The lesson taught by these cases is that property routinely used in interstate-commerce activity does not lose its interstate use simply because of a temporary cessation of that activity. The undisputed facts here reveal that the second-floor apartment of Shaker's property was used as income-earning rental property from the date Shaker purchased it in 1977 or 1978 to November of 1984. Although the apartment remained vacant thereafter, Shaker testified (by way of deposition) that he continued to hold it out for rent, that he showed it to at least three prospective tenants, and that he continued to advertise it for rent up to the date of the arson. Moreover, Shaker stated that it was his intent to continue to rent the second-floor after completing the repairs. Based on these facts, the court finds that the Shaker property (like the property in Patterson, Shockley and Belcher) had a sufficient relationship to an interstate-commerce activity (real estate rental) in order to say it was being "used" in that activity.

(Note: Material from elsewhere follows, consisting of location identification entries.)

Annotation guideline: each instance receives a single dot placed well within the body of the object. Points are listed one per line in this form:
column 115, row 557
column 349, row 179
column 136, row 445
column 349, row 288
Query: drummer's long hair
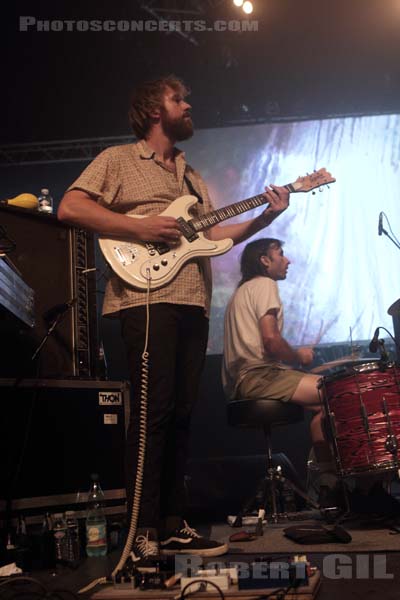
column 250, row 264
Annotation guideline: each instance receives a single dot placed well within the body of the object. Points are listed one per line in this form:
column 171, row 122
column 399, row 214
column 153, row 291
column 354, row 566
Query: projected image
column 343, row 276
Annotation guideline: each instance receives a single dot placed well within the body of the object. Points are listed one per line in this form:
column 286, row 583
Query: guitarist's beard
column 180, row 129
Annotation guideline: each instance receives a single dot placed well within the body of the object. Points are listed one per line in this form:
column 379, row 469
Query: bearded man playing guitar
column 143, row 179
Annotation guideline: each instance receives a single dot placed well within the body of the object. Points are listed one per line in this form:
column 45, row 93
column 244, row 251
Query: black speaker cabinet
column 57, row 262
column 55, row 433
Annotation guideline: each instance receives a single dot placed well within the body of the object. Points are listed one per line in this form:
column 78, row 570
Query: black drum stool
column 266, row 414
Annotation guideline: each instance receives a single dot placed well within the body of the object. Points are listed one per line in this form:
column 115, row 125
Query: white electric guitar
column 155, row 264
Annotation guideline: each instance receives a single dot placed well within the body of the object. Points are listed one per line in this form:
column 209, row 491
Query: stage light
column 248, row 7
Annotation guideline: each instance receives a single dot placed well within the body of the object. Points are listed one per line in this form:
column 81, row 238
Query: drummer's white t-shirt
column 243, row 345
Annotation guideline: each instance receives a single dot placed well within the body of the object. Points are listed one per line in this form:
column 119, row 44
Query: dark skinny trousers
column 177, row 345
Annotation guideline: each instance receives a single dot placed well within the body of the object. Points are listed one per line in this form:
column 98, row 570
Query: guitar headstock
column 312, row 181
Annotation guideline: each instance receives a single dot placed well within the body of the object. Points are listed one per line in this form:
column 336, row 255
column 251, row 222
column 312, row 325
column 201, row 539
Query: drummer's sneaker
column 185, row 540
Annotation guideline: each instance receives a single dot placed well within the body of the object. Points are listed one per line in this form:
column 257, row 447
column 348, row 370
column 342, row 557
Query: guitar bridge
column 187, row 230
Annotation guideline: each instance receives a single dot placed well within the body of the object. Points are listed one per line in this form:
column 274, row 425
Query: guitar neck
column 227, row 212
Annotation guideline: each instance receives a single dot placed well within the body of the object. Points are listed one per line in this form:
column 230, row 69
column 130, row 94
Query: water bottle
column 45, row 201
column 96, row 524
column 60, row 538
column 73, row 550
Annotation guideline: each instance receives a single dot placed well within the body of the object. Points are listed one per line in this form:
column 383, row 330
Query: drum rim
column 369, row 366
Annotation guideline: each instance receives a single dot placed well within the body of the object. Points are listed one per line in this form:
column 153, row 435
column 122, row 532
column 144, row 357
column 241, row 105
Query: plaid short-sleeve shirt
column 131, row 179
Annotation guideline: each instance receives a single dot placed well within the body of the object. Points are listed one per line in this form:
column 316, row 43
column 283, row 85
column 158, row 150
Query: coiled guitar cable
column 144, row 384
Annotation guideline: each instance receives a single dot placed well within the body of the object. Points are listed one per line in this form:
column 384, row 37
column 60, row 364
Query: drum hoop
column 367, row 367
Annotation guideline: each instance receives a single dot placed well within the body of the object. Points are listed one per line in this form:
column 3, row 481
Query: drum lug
column 391, row 444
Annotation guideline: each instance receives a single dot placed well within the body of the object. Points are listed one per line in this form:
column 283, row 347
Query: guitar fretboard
column 227, row 212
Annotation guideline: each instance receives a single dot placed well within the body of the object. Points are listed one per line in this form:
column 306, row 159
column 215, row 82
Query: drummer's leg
column 306, row 394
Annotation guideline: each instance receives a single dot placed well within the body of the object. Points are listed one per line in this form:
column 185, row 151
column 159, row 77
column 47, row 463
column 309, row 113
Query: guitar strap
column 192, row 190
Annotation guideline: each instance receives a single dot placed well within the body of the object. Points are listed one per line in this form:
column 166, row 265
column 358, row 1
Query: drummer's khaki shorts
column 271, row 383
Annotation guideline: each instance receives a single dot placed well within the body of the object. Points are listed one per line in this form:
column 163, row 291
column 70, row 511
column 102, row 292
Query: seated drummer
column 257, row 357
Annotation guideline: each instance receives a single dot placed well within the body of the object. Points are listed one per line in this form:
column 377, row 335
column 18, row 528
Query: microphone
column 374, row 343
column 380, row 226
column 58, row 309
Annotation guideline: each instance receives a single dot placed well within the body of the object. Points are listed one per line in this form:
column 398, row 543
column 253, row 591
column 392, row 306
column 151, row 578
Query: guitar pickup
column 187, row 230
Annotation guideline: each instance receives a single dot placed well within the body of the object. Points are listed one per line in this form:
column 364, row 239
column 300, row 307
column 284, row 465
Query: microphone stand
column 390, row 238
column 384, row 360
column 50, row 330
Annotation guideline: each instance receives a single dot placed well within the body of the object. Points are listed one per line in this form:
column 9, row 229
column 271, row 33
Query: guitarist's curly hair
column 147, row 97
column 250, row 264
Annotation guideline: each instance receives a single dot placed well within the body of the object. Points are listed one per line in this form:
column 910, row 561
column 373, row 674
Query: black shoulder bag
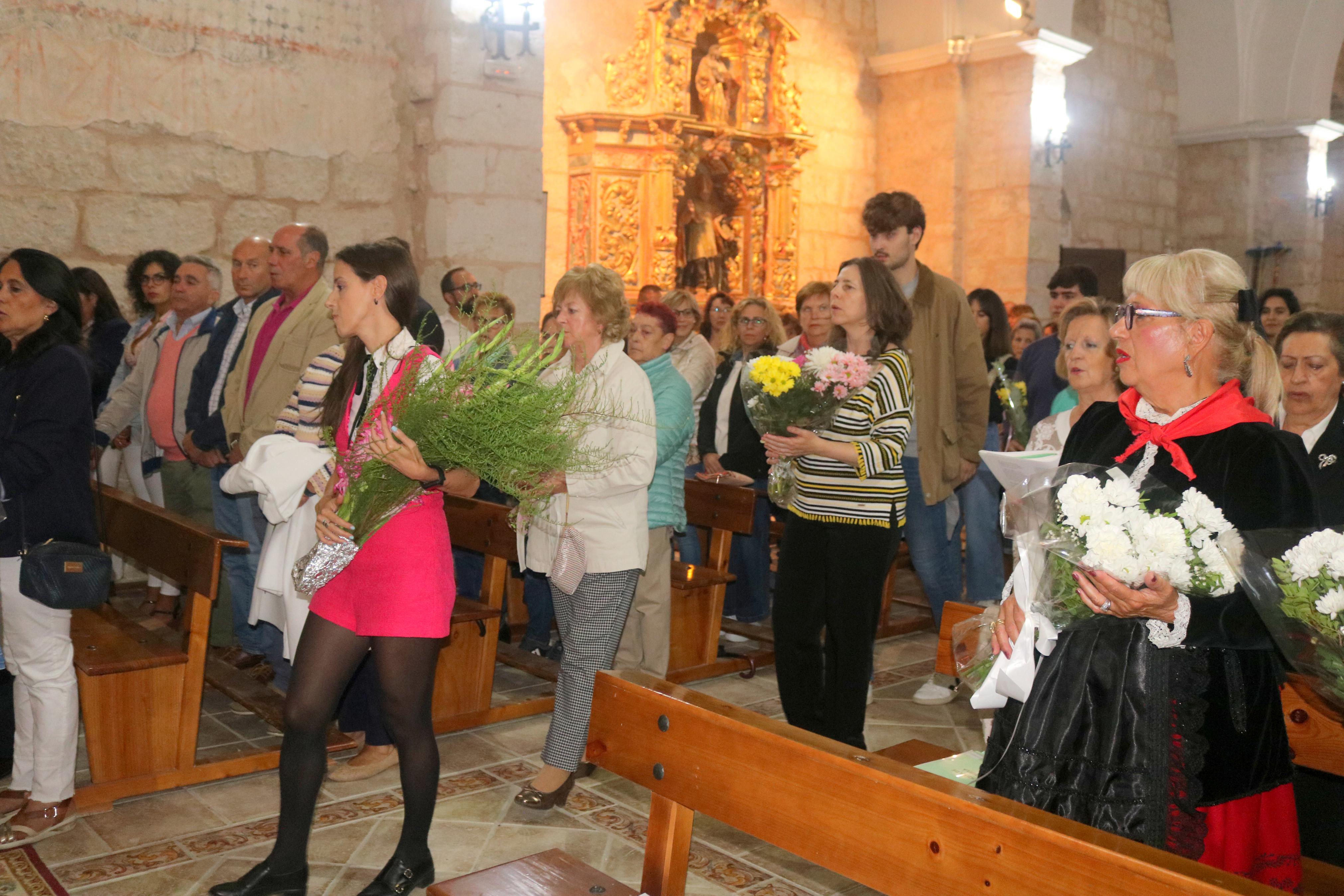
column 64, row 576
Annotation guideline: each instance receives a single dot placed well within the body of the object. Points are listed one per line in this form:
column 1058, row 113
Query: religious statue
column 713, row 81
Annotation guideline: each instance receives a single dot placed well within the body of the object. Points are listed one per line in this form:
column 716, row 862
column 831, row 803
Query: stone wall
column 1120, row 175
column 839, row 107
column 295, row 132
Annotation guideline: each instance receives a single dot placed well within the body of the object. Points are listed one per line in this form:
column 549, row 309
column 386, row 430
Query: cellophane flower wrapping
column 1013, row 397
column 1295, row 578
column 804, row 391
column 1095, row 519
column 972, row 648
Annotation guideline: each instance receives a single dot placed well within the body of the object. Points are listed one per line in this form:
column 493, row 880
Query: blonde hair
column 1080, row 310
column 773, row 325
column 603, row 291
column 679, row 299
column 1203, row 285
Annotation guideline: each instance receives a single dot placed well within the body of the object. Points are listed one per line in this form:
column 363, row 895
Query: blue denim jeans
column 241, row 516
column 984, row 541
column 937, row 559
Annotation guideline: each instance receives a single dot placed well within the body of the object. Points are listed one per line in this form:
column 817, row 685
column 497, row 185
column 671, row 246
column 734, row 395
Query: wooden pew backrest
column 886, row 825
column 720, row 507
column 482, row 527
column 165, row 542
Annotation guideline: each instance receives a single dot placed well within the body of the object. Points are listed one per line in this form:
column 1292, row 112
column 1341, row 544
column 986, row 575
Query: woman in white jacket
column 608, row 510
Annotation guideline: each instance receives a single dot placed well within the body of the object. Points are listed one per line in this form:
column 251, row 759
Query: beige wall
column 197, row 128
column 839, row 105
column 1120, row 177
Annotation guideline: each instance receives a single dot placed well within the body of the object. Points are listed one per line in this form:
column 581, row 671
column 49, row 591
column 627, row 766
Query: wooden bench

The court finds that Shaker's property was covered by 18 U.S.C. § 844(i), thus, federal jurisdiction is present in this case.


[1] Defendant Shaker and the government entered into an agreement which resulted in the government dismissing the arson indictment and, in return, Shaker pleaded guilty to a charge of fraud in violation of 18 U.S.C. § 1341.

[2] Although the original jurisdictional challenge was raised by Doby alone, defendant Gibson joined in the challenge at the November 30, 1987 change-of-plea hearing.

[3] 18 U.S.C. § 844(i) reads, in pertinent part, "Whoever maliciously damages or destroys, or attempts to damage or destroy, by means of fire or an explosive, any building, vehicle, or other real or personal property used in interstate ... commerce or in any activity affecting interstate ... commerce shall be imprisoned for not more than ten years or fined not more than $10,000, or both."